Here are the most common scams in the cryptocurrency landscape.

  • Bogus Wallets and Exchanges

 A crypto exchange is a platform where traders can buy and sell cryptocurrencies. A crypto wallet is a purse where you can store your digital assets, such as Bitcoin. An exchange works by matching bids and asks from users. Fake wallets and exchanges steal from you your deposited digital assets.

  • Fake ICOs

Initial Coin Offerings (ICOs) is one method startup owners raise money without any legal body involvement. A crypto-based firm can use Airdrops and create a community that serves as a platform for gifting individuals who like or share social media posts. Unfortunately, most of these ICOs are fake, leading to loss of coins by those who invest.

  • Crypto-phishing

In crypto-phishing, cybercriminals spoof a legitimate website or social media account, change the real URL, and trick users into thinking they are communicating with the actual website or account. A crypto-phishing scam hit the Electrum wallet in December 2018, and almost $1 million was reported as stolen, with the hacker wetting up several malicious servers. As late as August 2020, two more people from the same wallet said their coins had been stolen.

How to protect your coins

You have to be very careful in storing and trading cryptocurrency in various ways.

  1. Investing in a VPN

A Virtual Private Network is among the best protection you can use while trading cryptocurrency. Downloading a VPN allows you to stay anonymous. The app hides your IP address and allocates a virtual location for your device. Most cryptocurrencies are not anonymous but enable you to use pseudonyms. This makes tracing you in cryptocurrency exchanges possible. A VPN also encrypts your data, ensuring nobody can snoop in on your information when you log into your crypto wallet.
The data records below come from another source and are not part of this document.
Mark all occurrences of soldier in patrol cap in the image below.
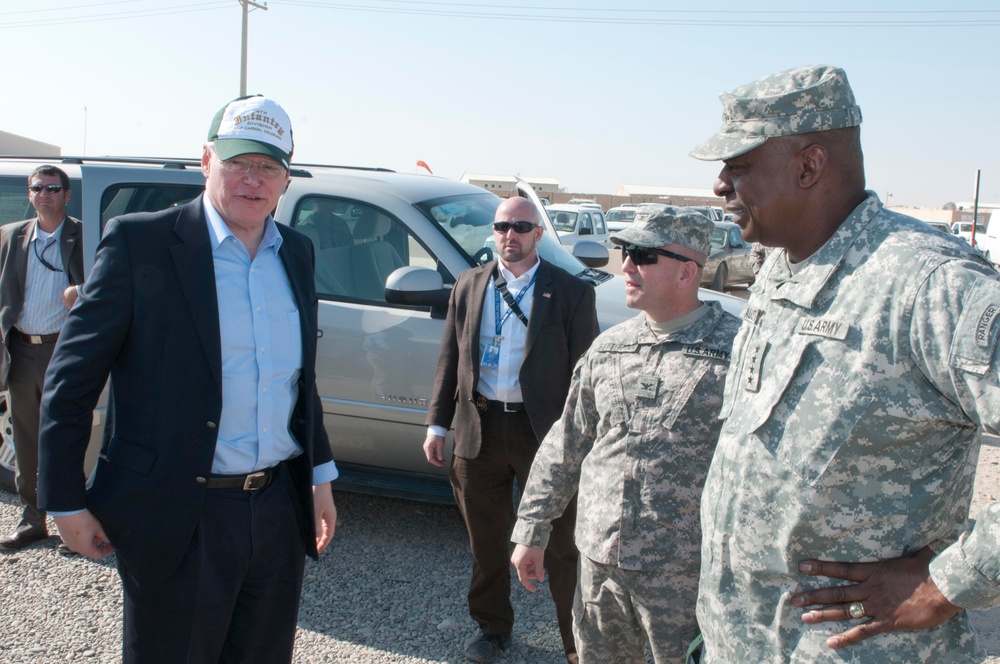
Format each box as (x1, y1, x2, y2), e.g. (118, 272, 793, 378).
(691, 64, 1000, 662)
(511, 207, 741, 664)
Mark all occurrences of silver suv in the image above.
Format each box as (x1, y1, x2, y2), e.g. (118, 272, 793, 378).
(0, 157, 744, 501)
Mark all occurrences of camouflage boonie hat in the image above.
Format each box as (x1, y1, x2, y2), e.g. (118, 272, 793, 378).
(690, 65, 862, 161)
(611, 205, 713, 256)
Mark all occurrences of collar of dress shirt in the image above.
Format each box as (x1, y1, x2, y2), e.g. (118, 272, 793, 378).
(202, 197, 283, 254)
(30, 218, 64, 243)
(496, 256, 541, 287)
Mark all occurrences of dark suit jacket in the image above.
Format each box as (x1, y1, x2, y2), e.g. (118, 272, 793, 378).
(37, 196, 332, 582)
(0, 216, 85, 388)
(426, 258, 599, 458)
  1. Secure email service subscription

Subscribe to a secure email service, which will provide:

  • End to end encryption
  • Security restrictions
  • Strict confidentiality
  1. Cold storage

Cryptocurrency hardware wallets also referred to as cold storage are used for coin and asset storage. Hardware wallets are standard in cryptocurrency environments, with investors looking for offline security.

  1. Multisig addresses

Multisig or multisignature addresses are permission slips that allow you to stay safe while performing your digital transactions. A multisig uses more than one key for authorizing transactions in your wallet. This means you need to involve two or more individuals to hold the other keys. The other key holders cannot access your funds without your consent and knowledge, so your funds are safe.

  1. Separating funds

To keep your funds safe, make sure you have at least two crypto-wallets, depending on how considerable your savings are. The first wallet should be used for trading and transacting. The other wallet or wallets should be for savings storage. Store the savings wallet in a secure location or in a cold storage wallet to prevent theft and fraud. Keep the private keys offline, split them up in two or three portions, and place them in different locations.

Conclusion

When trading in cryptocurrency, you need to be very careful, as scams are rampant. Taking the above measures will keep your funds safe, as well as caution and common sense. If something does not feel right, it probably is not. While using cautionary measures is critical, so is due diligence. 

Be wary of any emails asking you to divulge sensitive information, as well as clicking on suspicious links. Many have lost, and many will continue losing funds, so make sure you are not among the statistics.